The team then put the data into a health risk model that links a rise in exposure to fine particulate pollution to premature mortality. The results suggested that more than 30 per cent of known premature deaths in Asia are partly caused by this pollution, according to Vohra.
“These [particles] penetrate deep into our lungs and have been shown to impact just about every organ in our body,” he says.
The research indicates that Dhaka, the capital of Bangladesh, had the largest increase in premature deaths from air pollution during the study period. Between 2005 and 2018, about 24,000 more people in the city may have died prematurely because of air pollution.
The problem is worsening, both because more pollution is being generated and because the cities are growing.

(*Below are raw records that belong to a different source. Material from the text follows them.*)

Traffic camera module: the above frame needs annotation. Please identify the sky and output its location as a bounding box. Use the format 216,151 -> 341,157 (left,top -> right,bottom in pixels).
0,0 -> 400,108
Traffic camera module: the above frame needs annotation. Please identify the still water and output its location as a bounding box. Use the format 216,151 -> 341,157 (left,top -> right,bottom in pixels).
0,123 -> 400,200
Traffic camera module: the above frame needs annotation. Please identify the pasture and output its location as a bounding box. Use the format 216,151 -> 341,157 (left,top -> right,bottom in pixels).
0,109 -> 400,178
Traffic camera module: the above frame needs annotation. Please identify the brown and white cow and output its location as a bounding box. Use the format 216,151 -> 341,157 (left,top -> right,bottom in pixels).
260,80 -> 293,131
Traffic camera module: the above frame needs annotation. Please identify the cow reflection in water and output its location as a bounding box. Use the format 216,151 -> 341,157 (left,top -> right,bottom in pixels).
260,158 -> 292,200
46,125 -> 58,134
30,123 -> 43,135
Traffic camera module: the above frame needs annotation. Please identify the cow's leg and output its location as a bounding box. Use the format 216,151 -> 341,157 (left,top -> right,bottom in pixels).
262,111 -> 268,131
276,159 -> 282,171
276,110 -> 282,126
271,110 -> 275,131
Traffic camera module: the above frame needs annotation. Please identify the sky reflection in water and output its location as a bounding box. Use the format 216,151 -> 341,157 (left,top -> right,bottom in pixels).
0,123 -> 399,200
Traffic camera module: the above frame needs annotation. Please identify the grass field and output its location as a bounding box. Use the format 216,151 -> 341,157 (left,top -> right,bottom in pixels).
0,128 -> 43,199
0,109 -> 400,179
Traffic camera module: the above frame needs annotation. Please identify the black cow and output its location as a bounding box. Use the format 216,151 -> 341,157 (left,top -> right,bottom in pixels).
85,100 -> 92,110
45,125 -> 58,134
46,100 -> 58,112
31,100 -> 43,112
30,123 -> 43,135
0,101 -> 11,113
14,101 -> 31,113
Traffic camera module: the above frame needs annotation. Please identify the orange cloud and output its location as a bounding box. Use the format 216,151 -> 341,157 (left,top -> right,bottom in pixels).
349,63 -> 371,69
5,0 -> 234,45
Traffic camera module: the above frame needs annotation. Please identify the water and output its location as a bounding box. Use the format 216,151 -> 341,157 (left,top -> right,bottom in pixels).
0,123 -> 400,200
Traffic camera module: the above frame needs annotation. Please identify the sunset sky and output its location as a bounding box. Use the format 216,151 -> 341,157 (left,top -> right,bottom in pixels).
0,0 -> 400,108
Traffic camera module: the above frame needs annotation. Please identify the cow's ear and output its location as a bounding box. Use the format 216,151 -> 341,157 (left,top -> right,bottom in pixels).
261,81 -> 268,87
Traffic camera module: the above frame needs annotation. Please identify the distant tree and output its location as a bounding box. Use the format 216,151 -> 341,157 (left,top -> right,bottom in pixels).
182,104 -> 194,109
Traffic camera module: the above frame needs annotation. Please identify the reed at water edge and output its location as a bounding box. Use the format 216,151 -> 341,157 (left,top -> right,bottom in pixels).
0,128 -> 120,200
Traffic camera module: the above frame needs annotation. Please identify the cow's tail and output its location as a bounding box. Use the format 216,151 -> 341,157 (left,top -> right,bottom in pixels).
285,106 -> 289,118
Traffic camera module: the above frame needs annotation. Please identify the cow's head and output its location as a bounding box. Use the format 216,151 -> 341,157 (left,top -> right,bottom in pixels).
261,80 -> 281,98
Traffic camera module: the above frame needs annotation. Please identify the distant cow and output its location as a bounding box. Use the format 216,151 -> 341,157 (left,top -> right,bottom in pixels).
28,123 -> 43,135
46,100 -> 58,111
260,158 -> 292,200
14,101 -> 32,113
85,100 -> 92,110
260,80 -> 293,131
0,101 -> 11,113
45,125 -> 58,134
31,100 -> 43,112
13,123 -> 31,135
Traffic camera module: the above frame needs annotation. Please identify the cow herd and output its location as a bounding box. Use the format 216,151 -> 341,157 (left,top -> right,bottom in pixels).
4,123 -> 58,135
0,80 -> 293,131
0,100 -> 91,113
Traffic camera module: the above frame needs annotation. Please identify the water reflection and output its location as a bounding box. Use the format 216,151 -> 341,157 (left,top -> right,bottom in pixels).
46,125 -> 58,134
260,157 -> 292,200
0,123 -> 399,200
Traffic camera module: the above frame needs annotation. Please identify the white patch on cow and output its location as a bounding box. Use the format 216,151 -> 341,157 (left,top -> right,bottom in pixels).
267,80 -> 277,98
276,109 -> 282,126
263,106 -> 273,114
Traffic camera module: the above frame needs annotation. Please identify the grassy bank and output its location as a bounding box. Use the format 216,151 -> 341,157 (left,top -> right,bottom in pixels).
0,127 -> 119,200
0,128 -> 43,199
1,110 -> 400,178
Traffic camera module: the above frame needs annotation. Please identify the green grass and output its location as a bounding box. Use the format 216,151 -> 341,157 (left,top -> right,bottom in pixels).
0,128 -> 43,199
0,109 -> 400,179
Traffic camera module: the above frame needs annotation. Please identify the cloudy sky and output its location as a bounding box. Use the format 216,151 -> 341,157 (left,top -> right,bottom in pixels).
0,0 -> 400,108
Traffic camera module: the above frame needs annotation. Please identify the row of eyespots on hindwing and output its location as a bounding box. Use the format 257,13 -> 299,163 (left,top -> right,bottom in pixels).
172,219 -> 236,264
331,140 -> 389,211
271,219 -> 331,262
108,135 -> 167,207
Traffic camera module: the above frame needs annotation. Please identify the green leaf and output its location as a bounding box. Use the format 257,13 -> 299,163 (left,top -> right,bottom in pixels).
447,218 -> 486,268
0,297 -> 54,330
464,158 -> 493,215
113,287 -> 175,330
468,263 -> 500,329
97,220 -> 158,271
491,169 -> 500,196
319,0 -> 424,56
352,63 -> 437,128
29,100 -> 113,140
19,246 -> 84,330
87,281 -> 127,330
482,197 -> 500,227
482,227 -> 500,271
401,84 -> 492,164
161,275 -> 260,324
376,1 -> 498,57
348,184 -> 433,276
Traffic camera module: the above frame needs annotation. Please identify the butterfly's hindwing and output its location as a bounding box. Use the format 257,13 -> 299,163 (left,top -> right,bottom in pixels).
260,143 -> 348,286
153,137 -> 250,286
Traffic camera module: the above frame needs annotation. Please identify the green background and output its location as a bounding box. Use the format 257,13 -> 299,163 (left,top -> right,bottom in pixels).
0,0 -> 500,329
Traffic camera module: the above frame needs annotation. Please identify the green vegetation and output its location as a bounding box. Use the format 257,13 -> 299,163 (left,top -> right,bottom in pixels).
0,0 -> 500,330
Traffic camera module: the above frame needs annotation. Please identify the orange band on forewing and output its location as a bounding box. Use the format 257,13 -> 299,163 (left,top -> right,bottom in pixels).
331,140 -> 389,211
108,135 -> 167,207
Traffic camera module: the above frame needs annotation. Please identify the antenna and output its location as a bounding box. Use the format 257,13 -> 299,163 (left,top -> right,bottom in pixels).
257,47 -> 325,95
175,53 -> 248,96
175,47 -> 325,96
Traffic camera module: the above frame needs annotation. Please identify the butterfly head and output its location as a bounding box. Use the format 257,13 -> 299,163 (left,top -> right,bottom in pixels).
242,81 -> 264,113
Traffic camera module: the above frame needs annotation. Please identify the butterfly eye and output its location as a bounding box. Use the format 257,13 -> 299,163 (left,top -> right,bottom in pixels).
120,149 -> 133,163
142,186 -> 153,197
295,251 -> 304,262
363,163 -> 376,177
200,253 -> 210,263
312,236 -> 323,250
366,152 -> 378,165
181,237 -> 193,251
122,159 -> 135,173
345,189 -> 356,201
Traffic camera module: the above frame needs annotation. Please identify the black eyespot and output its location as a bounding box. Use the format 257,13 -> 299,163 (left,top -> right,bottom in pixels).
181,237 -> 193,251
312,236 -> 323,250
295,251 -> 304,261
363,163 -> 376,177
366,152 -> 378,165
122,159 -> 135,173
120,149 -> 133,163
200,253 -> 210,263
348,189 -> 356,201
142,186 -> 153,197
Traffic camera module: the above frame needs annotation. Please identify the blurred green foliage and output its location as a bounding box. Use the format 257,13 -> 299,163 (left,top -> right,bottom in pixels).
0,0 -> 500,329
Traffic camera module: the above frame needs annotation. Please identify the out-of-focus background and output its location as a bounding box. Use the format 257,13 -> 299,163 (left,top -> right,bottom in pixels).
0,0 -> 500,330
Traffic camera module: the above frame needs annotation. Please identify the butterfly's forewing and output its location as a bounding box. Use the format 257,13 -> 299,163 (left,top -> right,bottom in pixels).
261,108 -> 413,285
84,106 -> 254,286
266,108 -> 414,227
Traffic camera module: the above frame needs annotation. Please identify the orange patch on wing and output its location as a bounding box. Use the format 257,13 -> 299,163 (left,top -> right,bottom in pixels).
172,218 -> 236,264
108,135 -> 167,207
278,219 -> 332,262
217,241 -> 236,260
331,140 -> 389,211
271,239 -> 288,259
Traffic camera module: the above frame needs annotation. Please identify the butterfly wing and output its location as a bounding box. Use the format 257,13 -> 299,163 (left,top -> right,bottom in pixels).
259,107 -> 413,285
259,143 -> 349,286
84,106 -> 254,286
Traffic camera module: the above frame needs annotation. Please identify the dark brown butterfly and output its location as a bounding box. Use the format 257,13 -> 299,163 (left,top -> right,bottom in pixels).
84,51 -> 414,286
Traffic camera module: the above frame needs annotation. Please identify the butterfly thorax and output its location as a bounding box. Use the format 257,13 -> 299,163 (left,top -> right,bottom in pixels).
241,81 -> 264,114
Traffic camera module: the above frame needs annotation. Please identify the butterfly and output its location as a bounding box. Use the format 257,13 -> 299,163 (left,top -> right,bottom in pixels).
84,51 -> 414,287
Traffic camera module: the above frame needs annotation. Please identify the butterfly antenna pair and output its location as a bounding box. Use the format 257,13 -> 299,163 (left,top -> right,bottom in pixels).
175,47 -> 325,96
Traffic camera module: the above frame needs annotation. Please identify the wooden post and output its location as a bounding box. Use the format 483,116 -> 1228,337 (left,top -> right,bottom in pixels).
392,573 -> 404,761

The research suggests that, across the tropics, there has been a 62 per cent increase in the number of premature deaths due to air pollution exposure between 2005 and 2018.
Vohra says even more people will die prematurely unless solutions are found. “Even if air quality is unchanged, urban population is increasing in all cities in the tropics, so this will inevitably increase urban exposure,” he says.
“I think this study gives a good overview of recent air pollution trends in rapidly growing cities across Africa, South and South-East Asia,” says Miranda Loh at the Institute of Occupational Medicine.
“Satellite data and models – as used in the article – are useful for this type of global analysis, especially if there is a lack of ground monitoring data. But if we want to better track population exposures, it is important to improve ground-level monitoring worldwide,” she says.